Location is important. Bat houses work best within a quarter-mile of a body of water. Forest cover is good.

Bat houses can be small or big and elaborate double-deckers.

It’s important that the back and sides be sealed and have a slot in the bottom for bats to enter and nest or roost. They gather to share body heat.

Basically, it’s providing a cave for them, a dark space.

Tending the garden

Freeland, 61, lives on 10 acres not far off Seaman Road in Latimer in Jackson County.

She’s an organic gardener who has roots in generations of natural gardening. Her mother had a garden to help feed the family, as did her grandmother.

She has spent seasons cultivating ways to keep her crops pest-free. Bats just happen to be one of her new favorites.

Becoming a master gardener with the Mississippi State University Extension Service was a big accomplishment for her. She earned the designation this year, but she has always sought nature and natural remedies to fit into her back-to-nature lifestyle.

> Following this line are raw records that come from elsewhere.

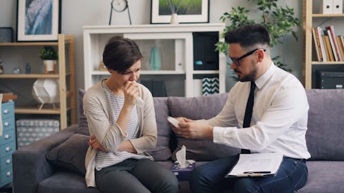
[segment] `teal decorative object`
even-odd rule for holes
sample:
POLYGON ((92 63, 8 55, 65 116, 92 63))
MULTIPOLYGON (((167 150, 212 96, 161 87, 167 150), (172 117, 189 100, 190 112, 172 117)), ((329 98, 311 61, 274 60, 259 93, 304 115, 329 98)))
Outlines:
POLYGON ((151 56, 149 56, 149 67, 153 70, 160 70, 161 66, 160 56, 158 47, 153 47, 151 49, 151 56))

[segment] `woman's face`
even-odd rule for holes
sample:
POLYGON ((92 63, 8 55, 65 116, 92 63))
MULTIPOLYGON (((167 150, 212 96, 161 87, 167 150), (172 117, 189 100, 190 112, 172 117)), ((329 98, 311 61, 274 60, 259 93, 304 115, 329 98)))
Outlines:
POLYGON ((140 71, 141 70, 141 60, 138 60, 130 68, 127 69, 124 73, 119 73, 113 71, 112 76, 114 76, 116 81, 123 86, 128 81, 137 81, 140 78, 140 71))

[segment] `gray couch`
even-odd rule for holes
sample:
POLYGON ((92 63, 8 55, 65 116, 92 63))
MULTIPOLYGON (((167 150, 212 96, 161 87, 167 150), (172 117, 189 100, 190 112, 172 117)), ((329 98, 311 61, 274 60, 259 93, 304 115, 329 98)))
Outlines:
MULTIPOLYGON (((344 192, 344 90, 306 92, 310 104, 306 138, 312 158, 307 161, 308 181, 297 192, 344 192)), ((238 149, 210 141, 176 137, 166 120, 168 115, 209 118, 221 111, 226 99, 226 93, 155 98, 158 137, 151 154, 155 161, 170 168, 175 152, 183 144, 187 148, 186 158, 196 160, 197 165, 238 153, 238 149)), ((17 150, 13 154, 14 192, 100 192, 96 188, 87 188, 84 181, 87 135, 87 121, 81 115, 78 124, 17 150)), ((187 181, 180 184, 180 192, 190 192, 187 181)))

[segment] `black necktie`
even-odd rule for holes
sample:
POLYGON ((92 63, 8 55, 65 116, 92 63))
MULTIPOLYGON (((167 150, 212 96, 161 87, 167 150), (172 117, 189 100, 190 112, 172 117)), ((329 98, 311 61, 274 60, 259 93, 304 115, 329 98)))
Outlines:
MULTIPOLYGON (((255 87, 256 84, 255 84, 255 82, 251 81, 250 95, 248 95, 248 100, 247 100, 246 110, 245 110, 245 116, 244 117, 244 124, 242 125, 243 128, 250 127, 250 124, 251 123, 252 110, 253 109, 253 102, 255 102, 255 87)), ((246 149, 241 149, 241 153, 248 154, 250 153, 250 151, 246 149)))

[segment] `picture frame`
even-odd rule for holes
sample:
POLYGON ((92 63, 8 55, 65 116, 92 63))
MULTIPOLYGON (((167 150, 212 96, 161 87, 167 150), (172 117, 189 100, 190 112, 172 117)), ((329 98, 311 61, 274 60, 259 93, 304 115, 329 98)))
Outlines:
MULTIPOLYGON (((180 23, 209 23, 209 0, 171 0, 180 5, 178 10, 180 23)), ((169 0, 151 0, 151 23, 170 23, 172 12, 169 0)))
POLYGON ((17 0, 17 41, 57 41, 61 0, 17 0))

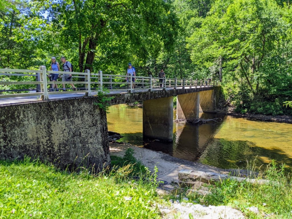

Master Gardener is a program that provides intensive horticultural training to people who then volunteer in their communities by giving lectures, creating gardens, conducting research and many other projects, according to the website.

So now Freeland is volunteering, and advocating for bats is part of that. Though she’s never held one, she’d like to.

Bats are beneficial

Tim Lockley, a retired wildlife biologist and entomologist on the Coast, says bats are beneficial and conservation is a good idea.

He said the beauty of having them around is they’re active at night.

“Seldom anyone runs across a live bat,” he said. “If you do, don’t get near it. It could be diseased. But they don’t fly at you. They try to avoid you.”

They stay high and out of the way. Even their boxes are high.

“You won’t encounter them,” Lockley said, even if you have a bat house in the yard. “Unless you’re observant, you won’t even notice them coming out to feed at dusk.”